Besides providing a very catchy claim that the press can use in their headlines for today’s announcement, these improvements should enable the architecture to theoretically be significantly faster than its predecessor, Maxwell, at deep-learning / artificial intelligence workloads.

Admittedly Nvidia concedes that it’s unrealistic to see anything like a 10X speed-up in the real-world, except in select high performance computing and super-computing case scenarios. Where getting rid of the massive communication over-head between the various processors and the Nvidia GPU accelerators may contribute greatly to reducing the total time and energy needed to complete the necessary work.

There are four hallmark technologies for the Pascal generation of GPUs. Namely HBM, mixed precision compute, NV-Link and the smaller, more power efficient TSMC 16nm FinFET manufacturing process. Each is very important in its own right and as such we’re going to break down everyone of these four separately.

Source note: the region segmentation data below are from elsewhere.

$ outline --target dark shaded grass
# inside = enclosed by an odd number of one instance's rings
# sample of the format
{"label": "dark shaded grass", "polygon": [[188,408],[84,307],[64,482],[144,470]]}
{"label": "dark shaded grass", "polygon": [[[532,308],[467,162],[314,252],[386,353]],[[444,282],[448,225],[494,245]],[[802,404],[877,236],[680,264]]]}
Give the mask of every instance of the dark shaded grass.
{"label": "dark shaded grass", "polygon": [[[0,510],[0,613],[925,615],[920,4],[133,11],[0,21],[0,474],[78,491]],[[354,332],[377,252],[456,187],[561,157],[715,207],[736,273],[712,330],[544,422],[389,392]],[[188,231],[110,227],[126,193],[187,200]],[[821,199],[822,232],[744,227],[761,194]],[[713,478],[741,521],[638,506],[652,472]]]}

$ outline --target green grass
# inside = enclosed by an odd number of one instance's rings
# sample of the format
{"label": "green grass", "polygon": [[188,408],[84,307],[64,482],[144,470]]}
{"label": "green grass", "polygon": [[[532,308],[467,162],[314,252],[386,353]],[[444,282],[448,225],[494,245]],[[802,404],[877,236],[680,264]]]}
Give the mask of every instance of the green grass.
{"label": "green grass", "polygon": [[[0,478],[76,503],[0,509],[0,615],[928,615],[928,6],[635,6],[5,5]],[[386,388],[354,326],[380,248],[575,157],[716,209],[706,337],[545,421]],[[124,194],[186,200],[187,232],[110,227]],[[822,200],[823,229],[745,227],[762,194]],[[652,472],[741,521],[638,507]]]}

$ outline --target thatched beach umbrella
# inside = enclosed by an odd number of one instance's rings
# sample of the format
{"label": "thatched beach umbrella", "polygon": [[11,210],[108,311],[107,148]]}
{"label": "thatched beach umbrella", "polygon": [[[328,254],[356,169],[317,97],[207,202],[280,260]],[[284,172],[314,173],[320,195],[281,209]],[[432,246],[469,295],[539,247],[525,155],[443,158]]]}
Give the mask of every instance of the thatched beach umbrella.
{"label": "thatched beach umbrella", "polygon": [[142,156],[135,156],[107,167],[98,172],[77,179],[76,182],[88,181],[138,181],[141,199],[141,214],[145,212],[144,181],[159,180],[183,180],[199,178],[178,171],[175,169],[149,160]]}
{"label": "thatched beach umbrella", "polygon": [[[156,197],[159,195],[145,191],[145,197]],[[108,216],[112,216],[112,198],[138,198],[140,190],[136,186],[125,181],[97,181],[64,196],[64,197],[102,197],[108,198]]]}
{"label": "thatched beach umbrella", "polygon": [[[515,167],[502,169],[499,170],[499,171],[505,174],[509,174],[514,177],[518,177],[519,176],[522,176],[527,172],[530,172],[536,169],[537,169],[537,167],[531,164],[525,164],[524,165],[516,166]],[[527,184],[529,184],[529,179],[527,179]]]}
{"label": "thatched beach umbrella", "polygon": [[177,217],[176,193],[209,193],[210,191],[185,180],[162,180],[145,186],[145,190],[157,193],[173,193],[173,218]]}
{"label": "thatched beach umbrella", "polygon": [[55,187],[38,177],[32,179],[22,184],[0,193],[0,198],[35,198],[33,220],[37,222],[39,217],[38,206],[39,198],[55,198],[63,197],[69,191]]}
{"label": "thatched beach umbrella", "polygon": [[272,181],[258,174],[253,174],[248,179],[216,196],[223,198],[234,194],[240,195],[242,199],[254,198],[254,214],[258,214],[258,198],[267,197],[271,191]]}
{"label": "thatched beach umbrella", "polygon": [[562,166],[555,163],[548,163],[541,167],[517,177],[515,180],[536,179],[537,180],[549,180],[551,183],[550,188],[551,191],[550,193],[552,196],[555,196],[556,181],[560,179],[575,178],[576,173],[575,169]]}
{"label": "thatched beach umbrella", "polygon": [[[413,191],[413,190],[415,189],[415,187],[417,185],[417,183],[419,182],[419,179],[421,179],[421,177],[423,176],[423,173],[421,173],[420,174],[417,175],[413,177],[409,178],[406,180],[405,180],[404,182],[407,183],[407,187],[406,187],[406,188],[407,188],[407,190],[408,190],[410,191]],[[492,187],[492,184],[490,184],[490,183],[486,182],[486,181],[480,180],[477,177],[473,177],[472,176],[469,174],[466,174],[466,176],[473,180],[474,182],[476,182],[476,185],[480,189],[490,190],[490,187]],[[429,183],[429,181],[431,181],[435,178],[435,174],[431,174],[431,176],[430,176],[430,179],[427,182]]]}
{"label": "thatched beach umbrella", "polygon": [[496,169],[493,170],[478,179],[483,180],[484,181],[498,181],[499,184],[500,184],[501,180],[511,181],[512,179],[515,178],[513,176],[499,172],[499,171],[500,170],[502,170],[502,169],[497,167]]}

Pascal To Be Nvidia’s First Graphics Architecture To Feature High Bandwidth Memory HBM

Stacked memory will debut on the green side with Pascal. HBM Gen2 more precisely, the second generation of the SK Hynix AMD co-developed high bandwidth  JEDEC memory standard.  The new memory will enable memory bandwidth to exceed 1 Terabyte/s which is 3X the bandwidth of the Titan X. The new memory standard will also allow for a huge increase in memory capacities, 2.7X the memory capacity of Maxwell to be precise. Which indicates that the new Pascal flagship will feature 32GB of video memory, a mind-bogglingly huge number.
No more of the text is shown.